I’m grateful for this debate, but that’s not much of a surprise: Like Mae, I work for a giant technology company that is often accused of trying to take over the world, and I struggle with what it means for me to devote my time and energy there. (For the record, I *love* my job, my colleagues and my role at Microsoft, but then again, so did Mae!) Like Jeff Hancock, the Cornell professor who helped design the study, I conduct research on online behavior, although I do qualitative work that always involves a face to face discussion of consent and confidentiality. Like the 700,000 people whose Facebook pages were altered, I use social media, although not Facebook, in my everyday life without having paid much attention to the terms of service. At the convergence of these factors, I’m hopeful that this dustup could actually produce some changes, like demands by consumers for legible, bullet point-like statements of what’s actually entailed in the legal gibberish that constitutes terms of service and user agreements. I also think it’s possible that people working on social media research will be forced to confront some of the difficult realities of obtaining consent. These would be good and socially just things to have happen.
And what of fiction? What role does fiction play in helping people come to terms with the society in which they live, the technologies that those societies produce? In the fall, I saw a screening of The Fifth Estate, based on the whistleblowing efforts of Julian Assange. In his introduction to the film, screenwriter Josh Singer explained that after graduating from Harvard Law School, he decided to become a Hollywood script writer, wanting to help shape public discourse on politics through shows like The West Wing. This admission both saddened and encouraged me – sure, I’d prefer people to engage in serious, political debate as a result of measured study of current events as well as political history, but the pragmatist in me is grateful for any source of discussion and consideration. If Alison Bechdel can provoke serious conversation about gender disparities in the media in a single Dykes to Watch Out For comic strip, why not embrace a discussion of the estate tax that stems from watching Sam and Leo hash it out for the benefit of President Josiah Bartlett? Is good fiction required to be a good citizen? I’m wary of rehashing the debate of associating serious literature with good citizenship, but I am nonetheless interested in the kinds of ideological debates that fiction can produce.
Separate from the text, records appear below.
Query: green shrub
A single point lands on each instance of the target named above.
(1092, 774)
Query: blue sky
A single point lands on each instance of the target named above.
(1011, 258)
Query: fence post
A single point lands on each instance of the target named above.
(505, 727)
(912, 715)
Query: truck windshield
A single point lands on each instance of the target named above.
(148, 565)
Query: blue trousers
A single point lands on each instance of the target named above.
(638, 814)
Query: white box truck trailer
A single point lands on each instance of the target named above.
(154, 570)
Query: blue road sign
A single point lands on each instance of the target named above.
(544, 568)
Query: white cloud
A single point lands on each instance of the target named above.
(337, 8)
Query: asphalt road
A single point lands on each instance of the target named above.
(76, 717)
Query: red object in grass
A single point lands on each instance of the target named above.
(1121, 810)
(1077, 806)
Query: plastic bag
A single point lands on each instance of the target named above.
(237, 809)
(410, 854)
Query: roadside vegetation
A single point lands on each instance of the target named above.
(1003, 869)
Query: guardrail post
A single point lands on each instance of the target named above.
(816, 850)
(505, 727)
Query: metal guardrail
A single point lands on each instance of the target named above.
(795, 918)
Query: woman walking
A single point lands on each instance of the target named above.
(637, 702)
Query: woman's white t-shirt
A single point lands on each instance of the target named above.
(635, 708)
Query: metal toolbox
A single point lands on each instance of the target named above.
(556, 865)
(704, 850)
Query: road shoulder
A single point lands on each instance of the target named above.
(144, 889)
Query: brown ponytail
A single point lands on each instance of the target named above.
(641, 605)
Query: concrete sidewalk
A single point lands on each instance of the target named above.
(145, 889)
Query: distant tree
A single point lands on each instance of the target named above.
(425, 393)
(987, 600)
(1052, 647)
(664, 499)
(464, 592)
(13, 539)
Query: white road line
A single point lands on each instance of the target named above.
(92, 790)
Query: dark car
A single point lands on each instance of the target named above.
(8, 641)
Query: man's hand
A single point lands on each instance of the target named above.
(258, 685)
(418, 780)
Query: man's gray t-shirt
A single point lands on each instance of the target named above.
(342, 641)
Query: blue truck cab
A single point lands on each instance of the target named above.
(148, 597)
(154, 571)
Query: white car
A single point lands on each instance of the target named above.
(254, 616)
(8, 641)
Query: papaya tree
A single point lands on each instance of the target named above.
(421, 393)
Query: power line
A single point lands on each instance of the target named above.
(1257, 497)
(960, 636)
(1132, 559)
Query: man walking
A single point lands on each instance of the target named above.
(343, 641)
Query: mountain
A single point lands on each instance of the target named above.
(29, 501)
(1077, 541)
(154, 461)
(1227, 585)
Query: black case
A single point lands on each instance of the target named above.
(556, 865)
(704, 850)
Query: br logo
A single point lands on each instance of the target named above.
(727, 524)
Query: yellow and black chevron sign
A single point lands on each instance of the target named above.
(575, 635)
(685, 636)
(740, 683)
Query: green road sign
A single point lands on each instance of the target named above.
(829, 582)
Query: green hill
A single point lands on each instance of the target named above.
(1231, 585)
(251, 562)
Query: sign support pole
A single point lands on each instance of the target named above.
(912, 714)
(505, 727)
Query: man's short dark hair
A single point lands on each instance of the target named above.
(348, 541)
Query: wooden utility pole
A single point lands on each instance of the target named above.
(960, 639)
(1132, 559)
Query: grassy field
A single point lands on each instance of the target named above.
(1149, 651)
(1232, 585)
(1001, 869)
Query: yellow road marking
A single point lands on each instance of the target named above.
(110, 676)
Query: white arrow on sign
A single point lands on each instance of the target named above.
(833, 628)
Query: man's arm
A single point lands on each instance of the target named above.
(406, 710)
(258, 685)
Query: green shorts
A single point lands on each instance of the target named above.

The fact is, The Circle is so free from any substantive character development, so unapologetic for the predictability of its plot lines, so flat in the dynamics between people and their surroundings—in short, it’s *so* poorly written—that I’m tempted to ask whether Dave Eggers deliberately dumbed himself down so as to reach a wider audience. This may in fact be the kind of fiction we deserve as people who blithely surrender privacy in exchange for convenient communication and the comfort of conformity, but it’s not the kind of fiction we need. We need fiction that is complicated without being alienating, that portrays the ethical tensions of significant technological development, that shows people struggling to make sense of the socio-technical world around them, that gives readers the tools to do that same kind of sensemaking work in their own lives. Reading The Circle depressed me, not because Eggers has succeeded in casting a pall over unchallenged technological engagement, but because he bored me, and I worried that part of his selling so many books to so many people was due to his facilitating boring discussions of online technologies, conversations that were simplistic rather than subtle, binary rather than gradated. In its lack of depth, The Circle leads people to feel as if they’ve had a conversation when in fact they’ve just participated in the same vague interactions with media that in fact should be subverted by thoughtful, powerful fiction on technologies of everyday life.
– Jessa Lingel is a robot masquerading as a librarian masquerading as a scientist.